THE DIRTY BOY.

One day the Usher invited Timothy to walk to the town with him. It was a holiday. The Usher wore his green spectacles; Tim had a few shillings of pocket-money, and plums were in season. Altogether the fun promised to be good.

Timothy and the Usher had so much moor breeze and heather scents every day, that they quite enjoyed the heavier air of the valley and the smell and smoke of town life. Just as they entered the first street a dirty little boy, in rags and with bare feet, ran beside them, and as he ran he talked. And it was all about his own trouble and poverty, and hunger and bare feet, and he spoke very fast, with a kind of whine.

“I feel quite ashamed, Timothy,” said the Usher (who worked hard for twelve hours a day, and supported a blind mother and two sisters),—“I feel quite ashamed to be out holidaying when a fellow-creature is barefooted and in want.” And as he spoke the Usher gave a sixpence to the dirty little boy (who never worked at all, and was supported by kind people out walking). And when the dirty little boy had got the sixpence, he bit it with his teeth and rang it on the stones, and then danced catherine-wheels on the pavement till somebody else came by. But the Usher did not see this through his green spectacles.
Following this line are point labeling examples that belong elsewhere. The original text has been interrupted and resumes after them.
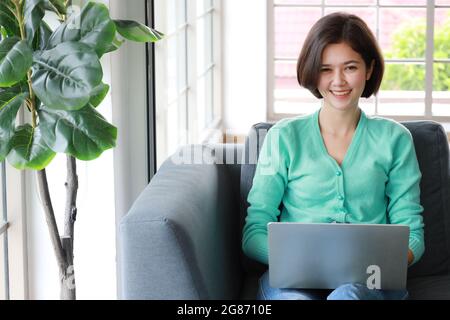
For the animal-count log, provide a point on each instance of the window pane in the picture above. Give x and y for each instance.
(403, 90)
(203, 5)
(403, 2)
(368, 15)
(2, 268)
(442, 34)
(398, 27)
(210, 115)
(176, 130)
(205, 103)
(441, 89)
(201, 104)
(351, 2)
(204, 44)
(291, 27)
(317, 2)
(176, 65)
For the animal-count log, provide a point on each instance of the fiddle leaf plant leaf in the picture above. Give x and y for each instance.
(65, 76)
(91, 26)
(42, 36)
(16, 58)
(7, 19)
(10, 103)
(28, 149)
(98, 94)
(34, 12)
(84, 133)
(136, 31)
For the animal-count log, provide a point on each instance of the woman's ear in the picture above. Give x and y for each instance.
(370, 70)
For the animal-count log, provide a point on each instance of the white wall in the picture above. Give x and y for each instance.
(244, 64)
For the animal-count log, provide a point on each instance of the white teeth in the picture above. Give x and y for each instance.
(341, 93)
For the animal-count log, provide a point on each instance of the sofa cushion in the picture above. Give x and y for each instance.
(429, 288)
(431, 146)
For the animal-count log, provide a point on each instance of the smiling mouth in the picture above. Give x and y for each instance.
(341, 93)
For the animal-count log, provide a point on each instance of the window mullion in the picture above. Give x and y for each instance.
(429, 53)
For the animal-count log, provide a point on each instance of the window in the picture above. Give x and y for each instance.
(414, 36)
(4, 264)
(188, 108)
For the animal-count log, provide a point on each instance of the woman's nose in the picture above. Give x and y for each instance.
(338, 78)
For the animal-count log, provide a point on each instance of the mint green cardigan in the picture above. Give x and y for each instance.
(377, 182)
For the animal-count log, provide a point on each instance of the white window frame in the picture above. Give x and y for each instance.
(429, 58)
(16, 229)
(189, 92)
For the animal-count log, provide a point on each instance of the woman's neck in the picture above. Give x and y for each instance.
(338, 123)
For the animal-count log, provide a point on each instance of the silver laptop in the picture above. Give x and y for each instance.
(327, 255)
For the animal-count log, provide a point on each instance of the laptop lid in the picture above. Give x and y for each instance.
(327, 255)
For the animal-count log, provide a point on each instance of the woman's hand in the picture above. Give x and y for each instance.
(410, 257)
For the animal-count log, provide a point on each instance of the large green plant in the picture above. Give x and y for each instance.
(57, 77)
(409, 41)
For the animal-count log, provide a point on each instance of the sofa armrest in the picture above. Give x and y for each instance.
(180, 240)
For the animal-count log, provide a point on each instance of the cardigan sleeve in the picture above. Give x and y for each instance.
(403, 192)
(266, 194)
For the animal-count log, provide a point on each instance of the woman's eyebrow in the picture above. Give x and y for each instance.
(345, 63)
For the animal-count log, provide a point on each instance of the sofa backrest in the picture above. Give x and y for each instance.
(432, 149)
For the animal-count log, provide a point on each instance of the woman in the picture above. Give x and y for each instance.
(337, 164)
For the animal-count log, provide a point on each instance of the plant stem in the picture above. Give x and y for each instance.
(50, 218)
(32, 104)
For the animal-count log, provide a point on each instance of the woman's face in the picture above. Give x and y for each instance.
(343, 76)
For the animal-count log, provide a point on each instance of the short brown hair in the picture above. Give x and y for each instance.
(337, 28)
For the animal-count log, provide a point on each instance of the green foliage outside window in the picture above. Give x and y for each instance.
(409, 41)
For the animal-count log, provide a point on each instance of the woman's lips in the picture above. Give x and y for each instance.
(341, 93)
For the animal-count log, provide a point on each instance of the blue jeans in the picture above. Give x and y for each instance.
(351, 291)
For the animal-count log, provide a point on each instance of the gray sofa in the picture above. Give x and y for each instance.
(182, 237)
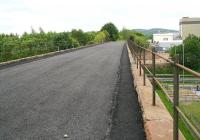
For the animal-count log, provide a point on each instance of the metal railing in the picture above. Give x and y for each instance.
(137, 52)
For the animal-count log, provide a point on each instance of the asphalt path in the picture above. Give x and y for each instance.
(65, 94)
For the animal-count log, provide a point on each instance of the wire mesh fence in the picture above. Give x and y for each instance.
(180, 85)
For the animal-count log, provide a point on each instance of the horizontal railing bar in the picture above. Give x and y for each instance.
(172, 62)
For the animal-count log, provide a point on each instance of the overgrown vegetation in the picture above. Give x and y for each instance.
(191, 52)
(13, 46)
(182, 126)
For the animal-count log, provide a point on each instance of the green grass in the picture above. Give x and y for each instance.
(184, 129)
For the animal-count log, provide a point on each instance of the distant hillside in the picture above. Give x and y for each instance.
(155, 30)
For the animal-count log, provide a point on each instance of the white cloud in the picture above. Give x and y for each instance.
(59, 15)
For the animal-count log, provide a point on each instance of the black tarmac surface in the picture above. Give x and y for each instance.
(66, 94)
(127, 123)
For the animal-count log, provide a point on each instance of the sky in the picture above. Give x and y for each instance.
(18, 16)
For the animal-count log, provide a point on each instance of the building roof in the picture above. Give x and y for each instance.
(188, 20)
(164, 34)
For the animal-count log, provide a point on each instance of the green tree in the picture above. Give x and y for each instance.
(65, 41)
(80, 36)
(112, 31)
(191, 52)
(101, 37)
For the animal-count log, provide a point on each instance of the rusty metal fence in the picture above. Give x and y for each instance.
(184, 100)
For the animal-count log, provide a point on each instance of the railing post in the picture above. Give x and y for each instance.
(176, 98)
(137, 58)
(144, 80)
(140, 61)
(154, 73)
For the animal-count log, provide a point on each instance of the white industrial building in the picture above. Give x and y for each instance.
(164, 41)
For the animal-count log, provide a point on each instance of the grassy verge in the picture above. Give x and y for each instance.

And Timothy thought, “My shoes would fit that barefooted boy.”

After they had enjoyed themselves very much for some time, the Usher had to pay a business visit in the town, and he left Timothy to amuse himself alone for a while. And Timothy walked about, and at last he stopped in front of a bootmaker’s shop, and in the window he saw a charming little pair of boots just his own size. And when he turned away from the window, he saw something coming very fast along the pavement like the three legs on an Isle of Man halfpenny, and when it stood still it was the barefooted boy.

Then Timothy went into the shop, and bought the boots, and this took all his money to the last farthing.

And when he came out of the shop the dirty little boy was still there.

“Come here, my poor boy,” said Tim, speaking like a young gentleman out of ‘Sanford and Merton.’ “You look very poor, and your feet must be very cold.”

The dirty boy whined afresh, and said his feet were so bad he could hardly walk. They were frost-bitten, sun-blistered, sore, and rheumatic; and he expected shortly to become a cripple like his parents and five brothers, all from going barefoot. And Timothy stooped down and took off the little old leather shoes.